The event – Medicare 2021 and Beyond – was hosted in partnership with Summit Health, Intermountain Healthcare, Village Medical and the Henry Ford Health system.
During the virtual event, Advise gathered the following most frequently asked questions related to healthcare insurance coverage, Medicare and virtual telehealth care from the 1,200 attendees and we wanted to share insights for each as a helpful reference to patients.
Q. Will Medicare continue to pay for telehealth or virtual visits when the Covid-19 pandemic levels off, especially psychotherapy services?
A. The expansion of coverage for telehealth services, including psychotherapy was part of the CARES ACT that was designed to help beneficiaries during the pandemic. Medicare has not indicated yet whether any of these expanded services will continue after the pandemic. Some Medicare Advantage plans have built in telehealth benefits that will not expire. If you’d like help looking at your particular situation, Advise Health can arrange a one-on-one complimentary consultation via Advise’s website (AdviseInsurance.com) or by contacting Advise at (877) 253-8180.
Additionally, your healthcare provider will be the best source of information about any services they offer now and will in the future.
Q. Why are Medicare costs so varied?
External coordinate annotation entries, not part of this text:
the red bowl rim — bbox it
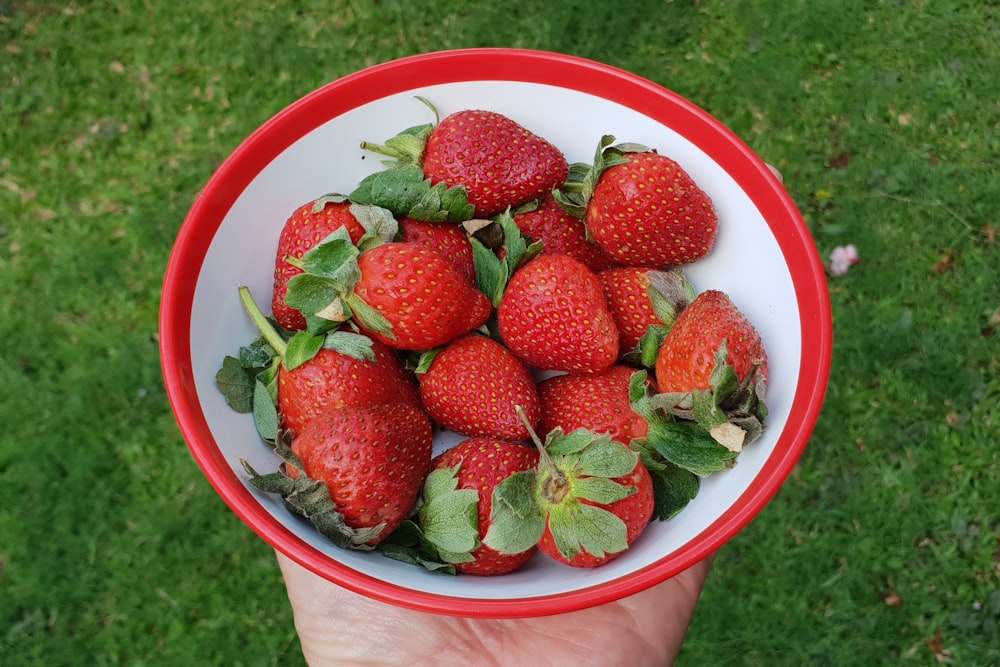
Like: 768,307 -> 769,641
160,48 -> 833,618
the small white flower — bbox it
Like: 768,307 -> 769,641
829,243 -> 860,276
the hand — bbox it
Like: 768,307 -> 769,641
278,553 -> 711,667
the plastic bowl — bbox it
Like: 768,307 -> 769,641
160,49 -> 832,617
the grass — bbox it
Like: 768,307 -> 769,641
0,0 -> 1000,665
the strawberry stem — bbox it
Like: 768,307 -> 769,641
240,285 -> 288,359
514,405 -> 566,497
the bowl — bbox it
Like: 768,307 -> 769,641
160,48 -> 832,617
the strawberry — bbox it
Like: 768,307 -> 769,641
418,334 -> 541,440
538,365 -> 649,444
585,141 -> 718,268
271,195 -> 365,331
352,242 -> 493,350
538,443 -> 655,567
364,98 -> 569,222
514,194 -> 617,273
419,438 -> 538,575
278,341 -> 420,433
597,266 -> 694,365
643,290 -> 767,456
243,403 -> 433,549
399,218 -> 476,284
423,110 -> 569,218
656,290 -> 767,393
497,254 -> 618,373
483,418 -> 655,567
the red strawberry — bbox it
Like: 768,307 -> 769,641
484,422 -> 655,567
278,341 -> 420,434
292,403 -> 433,545
423,110 -> 569,218
354,243 -> 492,350
538,365 -> 649,444
586,149 -> 718,268
538,448 -> 656,567
656,290 -> 767,393
597,266 -> 694,366
271,195 -> 365,331
419,334 -> 541,440
514,194 -> 617,273
597,266 -> 660,356
497,254 -> 618,373
420,438 -> 538,575
399,218 -> 476,284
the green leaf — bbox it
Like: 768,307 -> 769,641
648,422 -> 736,477
407,182 -> 476,223
646,463 -> 700,521
691,389 -> 727,431
418,466 -> 479,563
709,341 -> 740,405
483,470 -> 545,554
572,477 -> 636,505
375,540 -> 458,574
646,271 -> 694,331
545,428 -> 611,456
348,204 -> 399,250
548,502 -> 628,559
215,356 -> 256,414
285,273 -> 344,316
351,165 -> 475,222
574,436 -> 639,478
253,381 -> 278,442
323,331 -> 375,361
469,237 -> 510,308
633,324 -> 670,368
240,462 -> 385,551
239,342 -> 275,369
285,331 -> 324,371
300,234 -> 361,289
347,292 -> 396,338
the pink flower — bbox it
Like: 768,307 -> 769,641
829,244 -> 861,276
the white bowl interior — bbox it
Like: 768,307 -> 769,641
191,81 -> 803,600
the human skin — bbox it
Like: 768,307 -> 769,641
278,553 -> 711,667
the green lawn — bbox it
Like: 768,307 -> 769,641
0,0 -> 1000,666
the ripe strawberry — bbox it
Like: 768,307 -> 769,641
597,266 -> 660,357
597,266 -> 694,366
399,218 -> 476,284
514,194 -> 617,273
655,290 -> 767,393
420,438 -> 538,575
271,195 -> 365,331
586,149 -> 718,268
538,450 -> 656,567
538,365 -> 649,444
418,334 -> 541,440
292,403 -> 433,545
497,254 -> 618,373
354,243 -> 492,350
278,341 -> 420,434
483,422 -> 655,567
423,110 -> 569,218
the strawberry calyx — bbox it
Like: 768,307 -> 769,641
350,95 -> 475,223
469,209 -> 542,308
240,436 -> 385,551
483,410 -> 639,560
623,269 -> 696,368
630,344 -> 767,477
224,285 -> 375,446
552,134 -> 653,219
285,224 -> 398,338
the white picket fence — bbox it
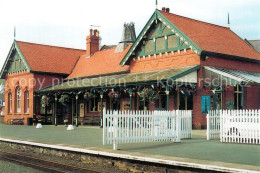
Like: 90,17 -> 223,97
207,110 -> 260,144
103,110 -> 192,150
207,110 -> 220,140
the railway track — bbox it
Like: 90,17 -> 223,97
0,151 -> 101,173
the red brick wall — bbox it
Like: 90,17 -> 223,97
4,71 -> 64,125
4,72 -> 34,124
130,50 -> 200,73
245,86 -> 260,109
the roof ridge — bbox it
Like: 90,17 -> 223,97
15,40 -> 85,51
159,10 -> 229,29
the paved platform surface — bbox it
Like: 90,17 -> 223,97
0,124 -> 260,171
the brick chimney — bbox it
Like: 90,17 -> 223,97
86,29 -> 99,56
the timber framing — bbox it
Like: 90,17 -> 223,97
120,10 -> 202,66
0,40 -> 31,79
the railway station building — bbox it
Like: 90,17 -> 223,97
0,8 -> 260,129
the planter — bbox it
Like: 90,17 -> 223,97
36,123 -> 42,129
64,119 -> 69,127
67,125 -> 74,130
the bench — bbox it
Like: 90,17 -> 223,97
79,115 -> 100,125
7,117 -> 24,125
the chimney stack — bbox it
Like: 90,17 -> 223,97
115,22 -> 136,52
86,29 -> 100,56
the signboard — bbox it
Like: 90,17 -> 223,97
122,101 -> 130,111
201,96 -> 210,114
98,102 -> 106,112
79,103 -> 85,117
226,100 -> 235,110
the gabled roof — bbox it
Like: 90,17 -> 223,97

Why is that not more regulated?
A. There actually is a lot of regulation in Medicare costs. Healthcare providers are limited in how much they can charge for any service they offer. Nevertheless, there are variables with respect to costs that are related to where you live and the type of facility you go to for services. Medicare Advantage plans are good at keeping costs more contained as they negotiate rates with provider networks and you pay fixed copayments for most services rather than a percentage of the total cost.
Q. When you first start to use Medicare and have previously existing conditions, does Medicare charge you higher rates?
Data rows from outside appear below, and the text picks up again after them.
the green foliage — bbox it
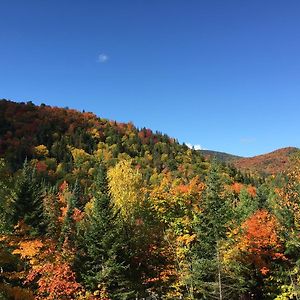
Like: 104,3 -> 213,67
77,165 -> 131,299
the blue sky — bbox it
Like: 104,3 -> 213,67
0,0 -> 300,156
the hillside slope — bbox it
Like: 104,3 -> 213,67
232,147 -> 299,175
200,150 -> 242,163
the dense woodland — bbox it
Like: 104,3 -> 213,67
0,100 -> 300,300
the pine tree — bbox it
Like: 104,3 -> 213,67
14,160 -> 45,234
77,165 -> 131,299
190,162 -> 232,300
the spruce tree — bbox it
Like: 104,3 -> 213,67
76,165 -> 131,300
190,162 -> 228,300
13,160 -> 45,234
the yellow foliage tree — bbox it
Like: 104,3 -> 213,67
107,160 -> 144,221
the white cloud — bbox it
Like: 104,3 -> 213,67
98,53 -> 109,63
240,137 -> 256,144
186,143 -> 203,150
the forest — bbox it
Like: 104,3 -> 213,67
0,99 -> 300,300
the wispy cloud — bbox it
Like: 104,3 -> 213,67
98,53 -> 109,64
240,137 -> 256,144
186,143 -> 203,150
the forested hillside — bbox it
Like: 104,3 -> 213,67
0,100 -> 300,300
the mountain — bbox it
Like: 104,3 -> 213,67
200,147 -> 299,175
0,100 -> 300,300
200,150 -> 242,163
232,147 -> 299,175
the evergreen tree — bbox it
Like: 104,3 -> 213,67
189,162 -> 232,299
13,160 -> 45,234
77,165 -> 131,299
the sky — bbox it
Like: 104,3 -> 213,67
0,0 -> 300,156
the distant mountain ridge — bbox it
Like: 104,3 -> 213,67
201,147 -> 300,175
200,150 -> 243,162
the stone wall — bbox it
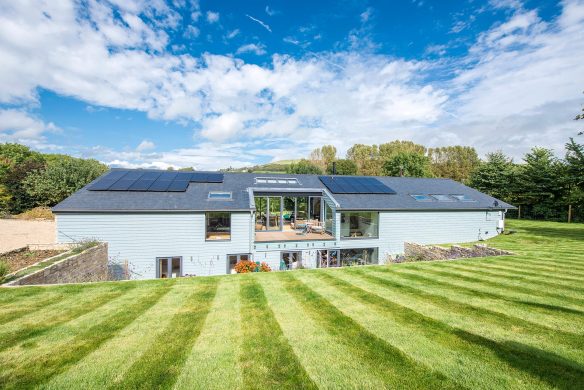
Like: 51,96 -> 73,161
404,242 -> 513,261
6,243 -> 108,286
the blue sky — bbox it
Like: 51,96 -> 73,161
0,0 -> 584,169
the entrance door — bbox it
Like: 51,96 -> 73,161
156,257 -> 182,279
316,249 -> 339,268
280,252 -> 302,270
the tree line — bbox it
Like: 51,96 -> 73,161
0,143 -> 108,214
288,138 -> 584,221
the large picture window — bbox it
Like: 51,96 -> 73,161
205,211 -> 231,240
341,211 -> 379,238
340,248 -> 379,267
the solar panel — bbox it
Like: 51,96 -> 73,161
167,180 -> 189,192
319,176 -> 395,194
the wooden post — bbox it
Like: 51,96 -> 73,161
517,205 -> 521,219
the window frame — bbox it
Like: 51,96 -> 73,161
450,194 -> 477,203
207,191 -> 233,201
430,194 -> 456,202
205,211 -> 233,242
339,210 -> 381,240
410,194 -> 435,202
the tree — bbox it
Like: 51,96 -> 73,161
347,144 -> 382,176
310,145 -> 337,170
22,155 -> 107,206
469,151 -> 515,202
428,145 -> 480,183
0,144 -> 45,213
286,158 -> 322,175
326,159 -> 357,175
379,140 -> 426,161
566,138 -> 584,191
383,152 -> 432,177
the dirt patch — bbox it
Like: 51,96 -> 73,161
0,219 -> 56,253
0,249 -> 65,273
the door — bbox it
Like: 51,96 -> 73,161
156,257 -> 182,279
280,251 -> 302,270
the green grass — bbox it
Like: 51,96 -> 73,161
0,221 -> 584,389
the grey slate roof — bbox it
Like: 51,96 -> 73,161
53,173 -> 514,213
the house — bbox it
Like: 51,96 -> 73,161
53,169 -> 513,279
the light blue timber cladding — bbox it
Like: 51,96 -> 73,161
57,213 -> 252,279
254,210 -> 503,269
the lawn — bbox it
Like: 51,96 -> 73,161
0,221 -> 584,389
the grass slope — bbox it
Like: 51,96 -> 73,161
0,221 -> 584,389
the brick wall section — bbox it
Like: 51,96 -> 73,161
9,243 -> 108,286
404,242 -> 513,261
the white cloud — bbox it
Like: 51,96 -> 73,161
0,1 -> 584,169
136,139 -> 156,152
226,28 -> 239,39
236,43 -> 266,56
184,25 -> 201,39
0,109 -> 61,149
207,11 -> 219,23
245,15 -> 272,32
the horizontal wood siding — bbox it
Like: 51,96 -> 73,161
57,213 -> 251,279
A. No, Medicare does not charge you higher rates for pre-existing conditions. If you decide to get a Medigap plan, you will not be charged higher rates as long as you enroll within six months of making your Part B effective. If you choose to enroll in a Medicare Advantage plan, you will never be charged a higher rate based on your health.
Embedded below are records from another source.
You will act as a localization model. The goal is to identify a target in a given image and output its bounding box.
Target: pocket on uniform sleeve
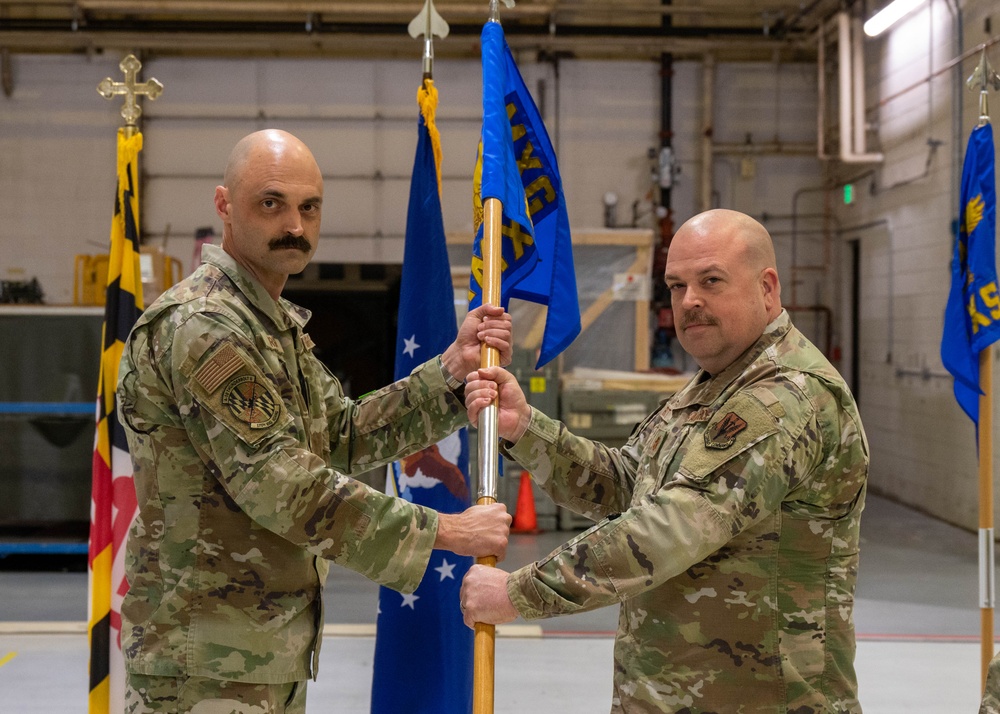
[182,340,292,447]
[680,393,778,484]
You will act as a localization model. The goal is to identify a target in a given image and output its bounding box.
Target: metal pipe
[701,53,715,211]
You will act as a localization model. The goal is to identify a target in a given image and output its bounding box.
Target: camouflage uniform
[118,246,468,684]
[504,311,868,714]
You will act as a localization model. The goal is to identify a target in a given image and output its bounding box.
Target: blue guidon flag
[469,22,580,367]
[941,124,1000,426]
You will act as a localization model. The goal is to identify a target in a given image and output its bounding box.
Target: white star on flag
[400,594,420,610]
[434,558,456,580]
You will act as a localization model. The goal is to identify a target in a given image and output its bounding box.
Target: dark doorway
[282,266,399,398]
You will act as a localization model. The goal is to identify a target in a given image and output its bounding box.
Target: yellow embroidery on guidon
[222,374,280,429]
[705,412,747,449]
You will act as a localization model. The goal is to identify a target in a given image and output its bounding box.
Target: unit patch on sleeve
[191,341,291,446]
[222,374,281,429]
[705,412,747,449]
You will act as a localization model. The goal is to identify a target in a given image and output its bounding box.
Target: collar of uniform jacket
[201,245,312,330]
[670,308,792,409]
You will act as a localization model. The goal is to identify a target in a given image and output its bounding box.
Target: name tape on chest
[705,412,747,449]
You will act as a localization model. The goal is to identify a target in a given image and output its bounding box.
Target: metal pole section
[472,198,503,714]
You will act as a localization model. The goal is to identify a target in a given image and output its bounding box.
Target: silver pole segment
[479,403,500,501]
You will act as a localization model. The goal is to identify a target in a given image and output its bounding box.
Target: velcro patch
[194,344,243,394]
[222,374,281,429]
[705,412,747,449]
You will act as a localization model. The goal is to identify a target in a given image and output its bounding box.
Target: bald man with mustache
[118,130,512,714]
[461,210,868,714]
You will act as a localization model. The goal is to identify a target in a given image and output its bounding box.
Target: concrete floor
[0,496,980,714]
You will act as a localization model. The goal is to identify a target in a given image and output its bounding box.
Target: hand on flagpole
[434,503,511,560]
[465,367,531,442]
[441,305,514,381]
[459,565,517,628]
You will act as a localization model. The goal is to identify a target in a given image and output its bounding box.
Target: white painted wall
[831,0,1000,529]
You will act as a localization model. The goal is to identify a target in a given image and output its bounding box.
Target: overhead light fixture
[865,0,927,37]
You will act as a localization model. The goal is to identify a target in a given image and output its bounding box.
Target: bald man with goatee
[461,210,868,714]
[118,130,512,714]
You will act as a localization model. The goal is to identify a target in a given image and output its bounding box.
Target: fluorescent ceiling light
[865,0,927,37]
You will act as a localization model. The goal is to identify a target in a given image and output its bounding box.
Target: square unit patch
[705,412,747,449]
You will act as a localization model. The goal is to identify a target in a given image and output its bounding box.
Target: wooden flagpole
[979,347,995,689]
[962,47,1000,692]
[472,0,514,714]
[472,198,503,714]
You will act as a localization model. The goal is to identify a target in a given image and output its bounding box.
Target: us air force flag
[371,80,473,714]
[469,22,580,367]
[941,124,1000,426]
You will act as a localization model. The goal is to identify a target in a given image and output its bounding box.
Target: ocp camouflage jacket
[505,311,868,714]
[118,246,468,683]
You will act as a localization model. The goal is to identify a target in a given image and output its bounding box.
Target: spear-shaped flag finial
[965,47,1000,126]
[406,0,450,79]
[487,0,514,23]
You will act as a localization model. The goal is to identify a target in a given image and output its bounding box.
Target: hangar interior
[0,0,1000,712]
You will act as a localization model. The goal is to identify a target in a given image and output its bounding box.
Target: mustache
[680,310,719,330]
[267,234,312,253]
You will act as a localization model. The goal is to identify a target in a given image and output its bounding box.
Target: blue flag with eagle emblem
[469,22,580,368]
[371,80,473,714]
[941,124,1000,426]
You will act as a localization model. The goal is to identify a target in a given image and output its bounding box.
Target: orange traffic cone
[510,471,539,533]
Q. What’s the advantage of Medicare Advantage?
A. Medicare Advantage plans have several advantages over traditional Medicare. Number one, they enable you to get your medical and prescription drug benefits all in one plan for a premium as low as $0. They also help you lower your costs by paying small, fixed copays for services rather than a percentage of cost. Finally, many people enjoy the extra benefits that are offered on Medicare Advantage plans such as dental, hearing, fitness and vision.
Q. How do Medicare and Medicaid work together?
A. For patients who qualify for both Medicare and Medicaid, Medicare is your primary insurance and Medicaid is secondary. This means that Medicare covers the majority of your costs and Medicaid will help cover some or all of the costs that would otherwise be charged to you. There are also some special Medicare Advantage plans for people with Medicare and Medicaid that offer a lot of great additional benefits at no extra cost.